How do humans make decisions when the outcomes are uncertain? One possible way would be to calculate the expected value of each option by multiplying each possible outcome amount by its probability and then choosing the option with the highest expected value. While this strategy would maximize the payoff in expectation, this is not what people tend to do. In particular, people seem to be irrationally influenced by past outcomes of their decisions when making subsequent choices.
Researchers from the University of Tsukuba have developed and validated a model (“dynamic prospect theory”) that integrates the most popular model in behavioral economics to describe decision-making under uncertainty — prospect theory, and a well-established model of learning from neuroscience — reinforcement learning theory. This model more accurately described the decisions that people and monkeys made while facing risk than prospect theory or reinforcement learning theory alone.
Specifically, the researchers asked 70 people to repeatedly choose between two lotteries in which they could gain some reward with some probability. The lotteries varied in the size of the reward, the probability of receiving it, and the amount of risk involved. The results showed that immediately after experiencing an outcome that was bigger than the expected value of the selected option, participants behaved as if the probability of winning in the next lottery increased. Senior author of the study Assistant Professor Hiroshi Yamada says “This behavior is surprising because winning probabilities were clearly described to the participants (participants did not have to learn them from experience) and these probabilities were also completely independent of previous outcomes.” Using their dynamic prospect theory model, the researchers were able to determine that the change in behavior is driven by a change in the perception of probabilities rather than by a change in valuation of rewards.

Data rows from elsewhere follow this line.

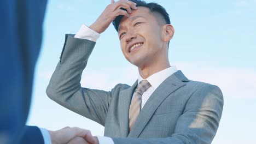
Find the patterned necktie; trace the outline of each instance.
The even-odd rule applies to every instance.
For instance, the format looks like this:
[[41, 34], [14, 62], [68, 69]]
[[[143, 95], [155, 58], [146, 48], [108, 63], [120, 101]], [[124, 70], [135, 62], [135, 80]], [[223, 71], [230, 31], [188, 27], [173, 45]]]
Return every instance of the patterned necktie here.
[[133, 96], [133, 99], [132, 100], [130, 105], [129, 111], [129, 129], [131, 131], [132, 125], [138, 117], [141, 108], [141, 96], [142, 94], [147, 91], [151, 85], [147, 80], [142, 80], [139, 82]]

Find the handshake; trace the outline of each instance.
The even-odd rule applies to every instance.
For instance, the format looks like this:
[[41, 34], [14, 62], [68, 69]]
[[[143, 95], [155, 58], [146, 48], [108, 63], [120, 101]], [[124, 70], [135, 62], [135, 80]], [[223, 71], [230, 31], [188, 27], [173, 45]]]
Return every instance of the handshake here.
[[98, 143], [98, 138], [93, 136], [90, 130], [77, 127], [65, 127], [56, 131], [48, 131], [53, 144]]

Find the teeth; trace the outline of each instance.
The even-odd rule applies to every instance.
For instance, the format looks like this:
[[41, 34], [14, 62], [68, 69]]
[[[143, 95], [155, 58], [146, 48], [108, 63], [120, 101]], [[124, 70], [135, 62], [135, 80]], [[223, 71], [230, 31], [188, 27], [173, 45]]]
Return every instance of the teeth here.
[[138, 46], [142, 45], [142, 44], [143, 44], [143, 43], [140, 43], [140, 44], [135, 44], [135, 45], [133, 45], [132, 46], [132, 47], [131, 48], [130, 51], [132, 51], [134, 48], [135, 48], [135, 47], [137, 47]]

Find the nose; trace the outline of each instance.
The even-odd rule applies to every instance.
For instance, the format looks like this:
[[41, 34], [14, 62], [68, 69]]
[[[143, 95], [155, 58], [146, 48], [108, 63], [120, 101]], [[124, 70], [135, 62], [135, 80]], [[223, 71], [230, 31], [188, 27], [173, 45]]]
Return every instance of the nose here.
[[126, 32], [125, 36], [125, 40], [126, 43], [129, 43], [132, 41], [133, 39], [136, 39], [137, 38], [137, 35], [133, 29], [130, 29]]

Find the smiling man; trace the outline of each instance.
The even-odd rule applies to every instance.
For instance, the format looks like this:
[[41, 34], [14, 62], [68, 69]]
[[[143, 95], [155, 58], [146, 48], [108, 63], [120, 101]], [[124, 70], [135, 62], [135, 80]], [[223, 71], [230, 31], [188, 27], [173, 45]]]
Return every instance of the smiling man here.
[[[124, 56], [138, 67], [138, 79], [110, 92], [81, 87], [96, 40], [112, 21]], [[190, 80], [171, 66], [168, 49], [173, 34], [160, 5], [112, 1], [91, 26], [66, 35], [48, 95], [105, 127], [105, 137], [95, 137], [100, 143], [210, 143], [221, 118], [223, 95], [217, 86]]]

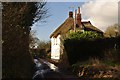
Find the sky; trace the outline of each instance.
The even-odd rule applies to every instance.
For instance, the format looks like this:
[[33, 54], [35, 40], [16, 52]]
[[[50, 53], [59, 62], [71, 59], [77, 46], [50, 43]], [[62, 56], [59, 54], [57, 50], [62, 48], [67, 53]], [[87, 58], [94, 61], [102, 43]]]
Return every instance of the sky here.
[[81, 8], [82, 21], [91, 23], [102, 31], [110, 25], [118, 23], [118, 0], [76, 0], [52, 2], [46, 4], [48, 15], [46, 23], [37, 22], [32, 26], [35, 36], [40, 40], [49, 41], [50, 34], [57, 29], [67, 18], [69, 11]]

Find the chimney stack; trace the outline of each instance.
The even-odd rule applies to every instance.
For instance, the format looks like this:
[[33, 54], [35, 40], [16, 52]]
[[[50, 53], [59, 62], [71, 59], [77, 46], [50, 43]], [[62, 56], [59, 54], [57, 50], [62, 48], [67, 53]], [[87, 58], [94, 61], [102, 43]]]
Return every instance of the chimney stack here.
[[81, 14], [80, 14], [80, 7], [78, 7], [78, 13], [76, 18], [76, 24], [80, 27], [81, 26]]
[[69, 12], [69, 18], [73, 18], [73, 12], [72, 11]]

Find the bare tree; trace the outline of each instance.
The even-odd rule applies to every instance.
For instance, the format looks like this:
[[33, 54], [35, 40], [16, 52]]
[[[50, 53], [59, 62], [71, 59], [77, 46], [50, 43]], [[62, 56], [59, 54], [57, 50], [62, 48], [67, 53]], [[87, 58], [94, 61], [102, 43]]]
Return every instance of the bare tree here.
[[30, 26], [45, 18], [46, 2], [4, 2], [2, 13], [2, 78], [32, 78]]

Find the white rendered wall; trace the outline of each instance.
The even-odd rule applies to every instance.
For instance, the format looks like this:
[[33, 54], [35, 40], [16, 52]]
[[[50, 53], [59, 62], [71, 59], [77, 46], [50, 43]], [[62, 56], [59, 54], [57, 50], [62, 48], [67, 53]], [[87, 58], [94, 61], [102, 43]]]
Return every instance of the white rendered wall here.
[[60, 35], [51, 38], [51, 59], [60, 59]]

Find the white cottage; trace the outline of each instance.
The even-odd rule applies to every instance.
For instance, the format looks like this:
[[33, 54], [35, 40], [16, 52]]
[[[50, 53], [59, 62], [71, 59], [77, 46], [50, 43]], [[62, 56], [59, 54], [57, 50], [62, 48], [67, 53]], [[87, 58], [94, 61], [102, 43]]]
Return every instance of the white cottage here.
[[61, 58], [64, 49], [63, 38], [71, 31], [95, 31], [103, 34], [90, 21], [81, 21], [80, 7], [78, 7], [78, 13], [75, 11], [75, 17], [73, 18], [73, 12], [70, 11], [69, 17], [50, 35], [51, 59], [59, 60]]

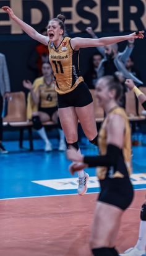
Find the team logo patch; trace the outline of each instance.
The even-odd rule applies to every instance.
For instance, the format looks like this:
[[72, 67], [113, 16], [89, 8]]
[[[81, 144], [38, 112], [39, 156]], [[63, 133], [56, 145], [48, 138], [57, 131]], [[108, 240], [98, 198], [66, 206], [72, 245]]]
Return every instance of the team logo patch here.
[[61, 50], [62, 52], [66, 52], [67, 50], [67, 48], [65, 46], [64, 47], [62, 47]]
[[63, 42], [62, 43], [62, 46], [66, 46], [66, 45], [67, 45], [67, 42]]

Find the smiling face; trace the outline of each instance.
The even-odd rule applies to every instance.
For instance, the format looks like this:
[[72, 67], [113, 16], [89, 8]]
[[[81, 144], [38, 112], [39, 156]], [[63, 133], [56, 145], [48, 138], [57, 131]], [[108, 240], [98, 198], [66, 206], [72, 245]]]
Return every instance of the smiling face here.
[[63, 36], [64, 31], [61, 29], [58, 21], [51, 20], [49, 22], [47, 33], [51, 42], [58, 40]]

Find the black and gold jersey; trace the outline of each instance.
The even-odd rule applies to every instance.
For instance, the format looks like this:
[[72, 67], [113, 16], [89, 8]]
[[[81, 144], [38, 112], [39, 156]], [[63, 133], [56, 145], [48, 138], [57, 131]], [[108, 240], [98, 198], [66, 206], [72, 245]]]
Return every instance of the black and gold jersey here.
[[[124, 109], [120, 107], [117, 107], [113, 109], [106, 117], [103, 123], [102, 124], [98, 135], [98, 145], [100, 154], [105, 155], [107, 150], [107, 132], [106, 127], [108, 124], [110, 116], [112, 114], [118, 114], [121, 116], [125, 123], [125, 130], [124, 134], [124, 145], [122, 148], [123, 160], [118, 163], [118, 167], [116, 168], [118, 170], [114, 170], [112, 178], [123, 178], [127, 174], [127, 170], [129, 175], [131, 173], [131, 127], [127, 115]], [[103, 180], [108, 175], [110, 175], [110, 168], [100, 167], [97, 168], [97, 176], [100, 180]], [[112, 171], [111, 171], [111, 173]]]
[[49, 62], [56, 83], [55, 89], [60, 94], [73, 91], [84, 81], [79, 66], [79, 50], [72, 49], [71, 40], [65, 37], [57, 48], [53, 42], [48, 43]]

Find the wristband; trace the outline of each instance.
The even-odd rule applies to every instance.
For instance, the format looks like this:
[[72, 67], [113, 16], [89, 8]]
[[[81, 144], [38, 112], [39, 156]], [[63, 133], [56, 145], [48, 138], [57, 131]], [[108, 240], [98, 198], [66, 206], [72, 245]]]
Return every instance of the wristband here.
[[144, 93], [135, 86], [134, 86], [132, 90], [135, 93], [137, 98], [139, 95], [144, 94]]

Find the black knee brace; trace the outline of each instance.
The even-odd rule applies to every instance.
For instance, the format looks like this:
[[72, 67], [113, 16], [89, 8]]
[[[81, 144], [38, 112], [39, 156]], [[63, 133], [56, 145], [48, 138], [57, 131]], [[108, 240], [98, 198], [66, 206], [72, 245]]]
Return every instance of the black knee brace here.
[[58, 126], [59, 129], [61, 129], [61, 130], [62, 130], [59, 117], [58, 118]]
[[89, 142], [90, 142], [92, 144], [94, 144], [94, 145], [96, 145], [97, 146], [97, 145], [98, 145], [97, 137], [98, 137], [98, 135], [97, 135], [97, 136], [95, 137], [95, 138], [94, 138], [92, 140], [89, 140]]
[[146, 204], [144, 204], [141, 208], [140, 219], [142, 221], [146, 221]]
[[92, 250], [94, 256], [113, 256], [113, 254], [110, 252], [110, 248], [101, 247], [95, 248]]
[[69, 149], [70, 146], [75, 147], [75, 149], [76, 149], [77, 150], [78, 150], [79, 149], [77, 141], [74, 143], [67, 143], [67, 149]]
[[33, 127], [36, 130], [40, 130], [41, 128], [42, 128], [43, 126], [41, 124], [40, 117], [38, 116], [33, 116], [32, 117], [32, 122], [33, 124]]

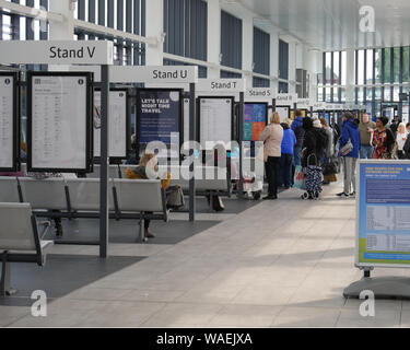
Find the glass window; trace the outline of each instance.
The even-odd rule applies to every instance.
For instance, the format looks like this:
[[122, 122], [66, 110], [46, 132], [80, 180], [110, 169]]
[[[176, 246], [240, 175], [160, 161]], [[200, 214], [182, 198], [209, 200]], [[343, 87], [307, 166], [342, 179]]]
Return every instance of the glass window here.
[[394, 59], [394, 82], [400, 82], [400, 47], [395, 47], [393, 50], [393, 59]]
[[390, 86], [385, 86], [385, 94], [383, 101], [390, 102], [391, 101], [391, 89]]
[[375, 79], [376, 83], [382, 83], [382, 49], [375, 50]]
[[358, 103], [362, 104], [363, 103], [363, 88], [358, 89]]
[[331, 52], [326, 52], [326, 82], [325, 84], [330, 84], [330, 74], [331, 74]]
[[391, 71], [390, 71], [390, 62], [391, 62], [391, 50], [389, 48], [385, 48], [385, 83], [391, 83]]
[[326, 102], [331, 102], [330, 100], [331, 91], [332, 91], [331, 88], [326, 88]]
[[358, 84], [364, 84], [364, 50], [358, 51]]
[[340, 92], [341, 92], [341, 103], [345, 102], [345, 88], [340, 88]]
[[373, 58], [374, 58], [374, 50], [367, 50], [366, 81], [365, 81], [367, 85], [373, 85]]
[[317, 101], [324, 101], [324, 90], [321, 88], [317, 89]]
[[342, 51], [341, 65], [342, 65], [341, 84], [345, 85], [345, 68], [347, 68], [347, 52], [345, 51]]
[[340, 77], [339, 77], [339, 69], [340, 69], [340, 52], [333, 52], [333, 84], [340, 84]]
[[400, 88], [399, 86], [395, 86], [395, 89], [393, 90], [393, 101], [394, 102], [399, 102], [400, 101], [399, 93], [400, 93]]
[[403, 48], [403, 57], [402, 57], [402, 81], [409, 81], [409, 47]]

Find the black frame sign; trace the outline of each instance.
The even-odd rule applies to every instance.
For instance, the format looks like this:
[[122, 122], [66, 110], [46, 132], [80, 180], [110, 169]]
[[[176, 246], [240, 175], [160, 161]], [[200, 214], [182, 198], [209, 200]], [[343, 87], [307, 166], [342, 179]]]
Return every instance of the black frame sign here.
[[[179, 147], [184, 141], [183, 89], [138, 89], [137, 142], [147, 144], [162, 141], [171, 145], [171, 132], [179, 132]], [[177, 124], [175, 126], [175, 124]]]
[[[282, 110], [284, 108], [288, 108], [288, 116], [286, 116], [286, 118], [291, 118], [291, 109], [292, 109], [291, 106], [276, 106], [276, 112], [278, 112], [279, 115], [281, 116], [281, 113], [278, 109]], [[284, 119], [286, 119], [286, 118], [284, 118]], [[282, 120], [282, 118], [281, 118], [281, 122], [283, 122], [284, 119]], [[270, 120], [269, 120], [269, 122], [270, 122]]]
[[27, 170], [89, 173], [93, 161], [93, 73], [27, 73]]
[[[210, 115], [209, 114], [207, 115], [208, 118], [211, 117], [211, 120], [207, 120], [207, 125], [212, 125], [213, 130], [203, 131], [202, 121], [206, 122], [206, 120], [204, 120], [206, 116], [204, 116], [204, 113], [202, 110], [202, 106], [203, 106], [203, 104], [206, 104], [207, 102], [210, 102], [210, 101], [215, 101], [219, 104], [223, 103], [223, 101], [225, 101], [226, 103], [231, 103], [231, 116], [227, 117], [227, 120], [231, 124], [230, 127], [229, 127], [231, 129], [231, 135], [224, 136], [222, 138], [222, 140], [219, 140], [221, 138], [218, 136], [219, 131], [221, 131], [222, 119], [221, 119], [220, 115], [216, 115], [216, 112], [223, 113], [223, 110], [218, 108], [218, 106], [215, 106], [215, 108], [213, 108], [213, 110], [210, 110], [211, 112]], [[206, 141], [231, 142], [231, 141], [234, 140], [234, 113], [235, 113], [235, 97], [233, 97], [233, 96], [199, 96], [198, 97], [198, 120], [199, 120], [199, 122], [198, 122], [197, 138], [198, 138], [199, 143], [201, 144], [202, 148], [206, 148]], [[224, 118], [224, 116], [222, 116], [222, 118]], [[224, 121], [226, 121], [226, 120], [224, 120]], [[226, 137], [229, 138], [229, 140], [226, 139]]]
[[[99, 95], [99, 103], [98, 101]], [[101, 148], [101, 90], [94, 91], [93, 154], [99, 159]], [[96, 132], [96, 130], [98, 130]], [[109, 89], [109, 152], [110, 160], [128, 159], [131, 148], [131, 103], [128, 89]]]
[[20, 170], [20, 93], [17, 72], [0, 72], [0, 172]]
[[[260, 112], [261, 110], [255, 110], [255, 108], [253, 108], [251, 110], [251, 115], [250, 115], [250, 120], [248, 120], [249, 116], [248, 116], [248, 112], [247, 110], [247, 106], [260, 106], [260, 107], [265, 107], [265, 114], [261, 115]], [[263, 126], [261, 126], [261, 124], [263, 124]], [[259, 137], [260, 135], [263, 132], [263, 129], [266, 128], [266, 126], [268, 125], [268, 103], [266, 102], [245, 102], [244, 104], [244, 136], [243, 136], [243, 141], [259, 141]], [[261, 127], [261, 128], [257, 128], [257, 126]], [[250, 139], [247, 138], [247, 127], [250, 127], [250, 132], [251, 132], [251, 137]]]

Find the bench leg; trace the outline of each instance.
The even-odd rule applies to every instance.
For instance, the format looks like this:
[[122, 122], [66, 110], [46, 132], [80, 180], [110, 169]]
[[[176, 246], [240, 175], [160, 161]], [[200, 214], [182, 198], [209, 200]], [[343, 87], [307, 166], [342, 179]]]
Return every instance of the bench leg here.
[[2, 261], [1, 280], [0, 280], [0, 296], [10, 296], [17, 291], [10, 285], [10, 264]]
[[147, 241], [148, 241], [148, 238], [145, 237], [144, 219], [143, 219], [143, 213], [141, 212], [141, 217], [140, 217], [140, 234], [139, 234], [139, 237], [137, 238], [137, 243], [144, 243]]

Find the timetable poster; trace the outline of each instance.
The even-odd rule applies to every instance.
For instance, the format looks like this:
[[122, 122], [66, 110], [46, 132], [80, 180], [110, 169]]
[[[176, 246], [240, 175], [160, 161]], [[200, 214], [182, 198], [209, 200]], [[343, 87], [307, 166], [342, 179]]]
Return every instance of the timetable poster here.
[[87, 170], [90, 77], [28, 74], [28, 170]]
[[276, 112], [279, 113], [281, 122], [283, 122], [286, 118], [291, 117], [291, 108], [290, 107], [277, 106]]
[[410, 265], [410, 162], [360, 163], [359, 264]]
[[245, 103], [244, 141], [258, 141], [267, 124], [266, 103]]
[[189, 98], [184, 98], [184, 142], [189, 141]]
[[181, 91], [141, 89], [138, 92], [139, 142], [171, 144], [171, 133], [180, 132]]
[[232, 141], [233, 97], [200, 97], [200, 143]]
[[15, 165], [14, 84], [14, 75], [0, 75], [0, 168], [4, 171]]
[[[109, 156], [116, 159], [127, 158], [128, 145], [128, 108], [127, 91], [109, 92]], [[94, 156], [99, 156], [101, 151], [101, 91], [94, 92], [93, 108], [94, 129]]]

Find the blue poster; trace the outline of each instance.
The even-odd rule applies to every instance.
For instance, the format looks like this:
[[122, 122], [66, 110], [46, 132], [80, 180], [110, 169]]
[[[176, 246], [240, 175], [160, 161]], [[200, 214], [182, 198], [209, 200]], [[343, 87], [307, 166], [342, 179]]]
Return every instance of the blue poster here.
[[139, 91], [139, 140], [171, 144], [171, 133], [179, 132], [180, 92], [177, 90]]
[[359, 264], [410, 264], [410, 162], [360, 164]]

Yamada also says: “Such learning from unexpected events underlies reinforcement learning theory and is a well-known algorithm that occurs when people need to learn the rewards from experience. It is interesting that it occurs even if learning is not necessary.”
In similar experiments with macaque monkeys, whose brains closely resemble those of humans, essentially the same results were observed. Researchers commented that the similarity in human and monkey behavior was remarkable in this study.
Based on the results of this research, it is expected that the investigation of the monkey brain will lead to an understanding of the brain mechanisms involved in the perception of rewards and probability that all of us use when making risky decisions, as well as the joy we feel when we succeed.
This study was supported by JSPS KAKENHI Grant Numbers JP:15H05374 and 21H02797, Takeda Science Foundation, Council for Addiction Behavior Studies, Narishige Neuroscience Research Foundation, Moonshot R&D JPMJMS2294 (H.Y.), and ARC DP190100489 (A.T.).